Pluralism: Defined by Merriam-Webster as: a situation in which people of different social classes, religions, races, etc., are together in a society but continue to have their different traditions and interests. Pluralism is distinct from the American concept of the “melting pot,” in which differences and traditions dissipate in the greater society, because pluralism is predicated on the retention of those unique traditions. At Citizens Project, we celebrate pluralism as a superior alternative to the dissolution of diversity.
Inclusive/Affirming: This language describes a space that is friendly toward all types of people. Historically synonymous with “tolerant,” this language gained traction with individuals and communities who felt merely “tolerating” other ways of being was an inadequate approach to building real community. Citizens Project strives to create an inclusive and affirming community for all people.
Privilege: Merriam Webster defines privilege as “a right or benefit that is given to some people and not to others.” Personal characteristics, including age, race, gender, sexual orientation, gender expression, economic status, ability status, immigration status, and others can influence access and opportunity, sometimes without the beneficiary even knowing the cause of his or her privilege. In a recent TED talk, Justin Ford describes privilege as “access to or enjoying rights or advantages simply by membership or belonging to a certain group or identity.”

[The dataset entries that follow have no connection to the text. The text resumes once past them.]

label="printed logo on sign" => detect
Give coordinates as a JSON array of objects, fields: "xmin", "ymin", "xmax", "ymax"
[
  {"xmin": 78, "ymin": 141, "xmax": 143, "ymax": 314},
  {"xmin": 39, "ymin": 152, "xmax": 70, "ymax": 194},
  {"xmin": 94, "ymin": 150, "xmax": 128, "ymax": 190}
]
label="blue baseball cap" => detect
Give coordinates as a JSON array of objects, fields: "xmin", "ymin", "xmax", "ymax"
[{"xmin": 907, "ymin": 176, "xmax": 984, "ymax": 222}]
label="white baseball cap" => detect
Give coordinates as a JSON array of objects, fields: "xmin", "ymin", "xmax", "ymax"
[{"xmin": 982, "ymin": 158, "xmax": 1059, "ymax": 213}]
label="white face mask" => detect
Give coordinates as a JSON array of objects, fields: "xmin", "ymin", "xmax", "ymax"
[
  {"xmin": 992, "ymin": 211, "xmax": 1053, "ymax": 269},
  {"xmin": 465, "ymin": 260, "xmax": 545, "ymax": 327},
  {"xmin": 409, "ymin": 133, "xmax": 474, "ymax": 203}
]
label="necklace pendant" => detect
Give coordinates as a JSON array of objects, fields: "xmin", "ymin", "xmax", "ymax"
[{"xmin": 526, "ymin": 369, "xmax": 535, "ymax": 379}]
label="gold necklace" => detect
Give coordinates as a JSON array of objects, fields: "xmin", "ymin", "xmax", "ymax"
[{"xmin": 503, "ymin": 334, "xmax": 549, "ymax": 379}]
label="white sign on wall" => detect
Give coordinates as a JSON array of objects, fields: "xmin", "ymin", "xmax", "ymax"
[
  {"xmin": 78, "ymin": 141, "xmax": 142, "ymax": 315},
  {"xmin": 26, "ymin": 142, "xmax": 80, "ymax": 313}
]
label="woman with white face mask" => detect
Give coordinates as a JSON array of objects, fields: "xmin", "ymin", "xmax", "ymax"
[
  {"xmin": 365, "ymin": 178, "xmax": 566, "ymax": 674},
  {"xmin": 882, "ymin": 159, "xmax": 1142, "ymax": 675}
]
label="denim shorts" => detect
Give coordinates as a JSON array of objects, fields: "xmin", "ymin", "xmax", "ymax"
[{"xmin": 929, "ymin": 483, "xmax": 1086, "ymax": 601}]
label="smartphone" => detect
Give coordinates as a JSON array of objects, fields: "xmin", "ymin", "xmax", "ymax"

Queer: For centuries, this term was a synonym for “odd,” until the 20th century, when it was first used as a pejorative term for gay. Still an offensive term for many, queer has recently been “reclaimed” by the academic community and young people who find “LGBT” to be too rigid and binary to encompass their sexual orientation and gender identity. When in doubt about someone’s preferred self-identification, we always ask.
Gender binary: The traditional division of genders into male or female. This term can also be extended to sexuality when describing one’s attraction as either same-sex or opposite-sex attraction. Many find that the presenting of only two options is not only limiting, but antagonistic to the fluidity of the human experience.
While researching, I googled “nonprofit jargon” and came up with this incredible tool for developing absolutely nonsensical phrases using buzz language from the sector. There’s an abundance of official-sounding nonprofit vernacular out there, and Citizens Project uses a few key “buzz phrases” to define who we are and what we do.
501 (c) 3: An IRS designation for a particular kind of nonprofit with an “exempt purpose.” 501 (c) 3 organizations are characterized by their social impact (versus profit) focus, and are tax exempt. Citizens Project is a 501 (c) 3, and as a result, we must remain nonpartisan in all our activities and adhere to IRS reporting regulations.
Nonpartisan: Most simply, this means unbiased, or not supporting or opposing any political party (or candidate) over another. Citizens Project goes to great lengths to remain nonpartisan in all our activities, and especially in our voter education programs.
All this language can be enough to leave you reeling. But the bottom line is this:
At Citizens Project, we have our sleeves rolled up and are creating (we think!) a better world. You are welcome here. We want to hear and understand your language, too! Always let us know if we are speaking in jargon, with acronyms…or in any way that makes our message less strong. We want you to hear. We want the world to hear. And we want to hear you! Please help us create a vocabulary that rings loudly and clearly from peak to shining peak.